The stretched curd is then formed into cylinders by six nozzles, cut to length and packaged for shipment to stores ranging from “mom and pops” to Wal-Mart, says Philip Villasenor, V&V’s vice president of manufacturing.
Beyond technical advice, CDR also offers business consulting to the dairy industry, says Vic Grassman, the center’s technology commercialization manager. “We help firms develop products and expand. I help with economic development financing, permits, workforce information and development.”
As employment tightens, particularly in rural areas, CDR links manufacturers with existing resources for economic development. “It’s not just ‘develop the product and you are on your own,'” Grassman says.

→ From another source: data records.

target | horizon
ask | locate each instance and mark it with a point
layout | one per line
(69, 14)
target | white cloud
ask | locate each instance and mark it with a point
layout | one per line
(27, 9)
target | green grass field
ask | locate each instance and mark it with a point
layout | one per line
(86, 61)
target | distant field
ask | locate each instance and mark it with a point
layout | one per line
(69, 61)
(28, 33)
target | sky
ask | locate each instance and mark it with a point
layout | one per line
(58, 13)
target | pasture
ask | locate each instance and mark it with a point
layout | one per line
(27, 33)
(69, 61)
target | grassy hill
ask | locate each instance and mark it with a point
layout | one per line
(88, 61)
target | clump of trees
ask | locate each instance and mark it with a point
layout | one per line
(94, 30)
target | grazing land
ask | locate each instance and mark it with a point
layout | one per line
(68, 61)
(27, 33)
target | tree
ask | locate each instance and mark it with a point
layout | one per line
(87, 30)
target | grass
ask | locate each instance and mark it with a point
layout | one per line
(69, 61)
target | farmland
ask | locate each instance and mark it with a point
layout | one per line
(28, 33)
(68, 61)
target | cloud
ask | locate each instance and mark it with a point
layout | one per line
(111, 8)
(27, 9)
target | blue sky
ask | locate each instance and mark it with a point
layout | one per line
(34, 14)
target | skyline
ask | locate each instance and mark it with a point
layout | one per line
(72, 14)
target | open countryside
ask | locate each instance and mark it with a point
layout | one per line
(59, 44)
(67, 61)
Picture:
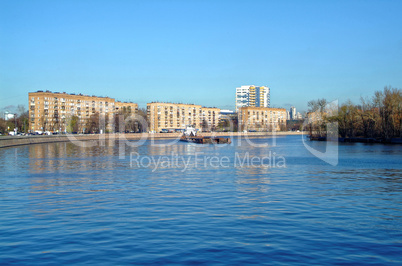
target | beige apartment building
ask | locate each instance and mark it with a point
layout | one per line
(173, 117)
(53, 111)
(262, 118)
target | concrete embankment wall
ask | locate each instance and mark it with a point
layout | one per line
(9, 141)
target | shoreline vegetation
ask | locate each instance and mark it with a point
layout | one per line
(374, 120)
(10, 141)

But when you visit Chula Vista, it’s all about the cheese. Even though Chula Vista aims for a standardized, pure product, “every vat is a controlled experiment,” says Dahmen. “We are predicting what is going to happen, and we are pretty accurate, but this is a living system, and unplanned things happen: A pump dies. A cooler dies. People don’t show up. But once you start a batch, you have to finish.”
Those snafus are familiar to both Chula Vista and CDR, says Dahmen. “The beauty of working with CDR is that they are heavy, heavy on science, but their people have all worked in the industry. They have this blend of science and art that you can only gain from experience. For our Oaxaca cheese, they greatly shortened the timeline to reach the product quality we were looking for.”